Tre ex manager di UBS sono stati giudicati ieri negli Stati Uniti colpevoli di frode in relazione ad investimenti realizzati da enti pubblici locali. Lo indica un comunicato del Dipartimento della Giustizia statunitense.
Frodi nelle gare d'appalto
Nella nota si legge che i tre hanno cospirato con varie istituzioni finanziarie e un intermediario per frodare le gare d'appalto lanciate dalle collettività per investire i redditi di emissioni di obbligazioni. L'obiettivo era quello di “aumentare il numero e la redditività degli investimenti affidati” alla banca elvetica.
I fatti contestati sono avvenuti a più riprese tra marzo 2001 e novembre 2006 e la vicenda, su scala nazionale, potrebbe essere costata milioni di dollari con cui avrebbero dovuto essere finanziati progetti pubblici come scuole, ospedali e strade.
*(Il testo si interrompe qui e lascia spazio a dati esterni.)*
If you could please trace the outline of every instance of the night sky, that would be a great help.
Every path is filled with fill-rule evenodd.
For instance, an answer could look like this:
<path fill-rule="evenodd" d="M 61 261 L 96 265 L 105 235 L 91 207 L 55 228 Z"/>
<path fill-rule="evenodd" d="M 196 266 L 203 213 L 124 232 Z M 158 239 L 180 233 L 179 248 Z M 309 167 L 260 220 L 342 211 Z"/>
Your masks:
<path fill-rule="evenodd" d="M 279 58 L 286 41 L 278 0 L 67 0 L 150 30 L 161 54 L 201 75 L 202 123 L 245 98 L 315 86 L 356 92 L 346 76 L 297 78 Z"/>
Pene fino a 30 anni di carcere
Finora sono state incriminate 20 persone, di cui 19 - compresi i tre ex quadri di UBS - sono state giudicate colpevoli. Il processo dell'ultimo accusato non è ancora iniziato.
I tre ex manager dell’istituto di credito svizzero rischiano pene fino a 30 anni di reclusione, nonché multe comprese tra 250'000 e un milione di dollari per ciascun capo d'accusa.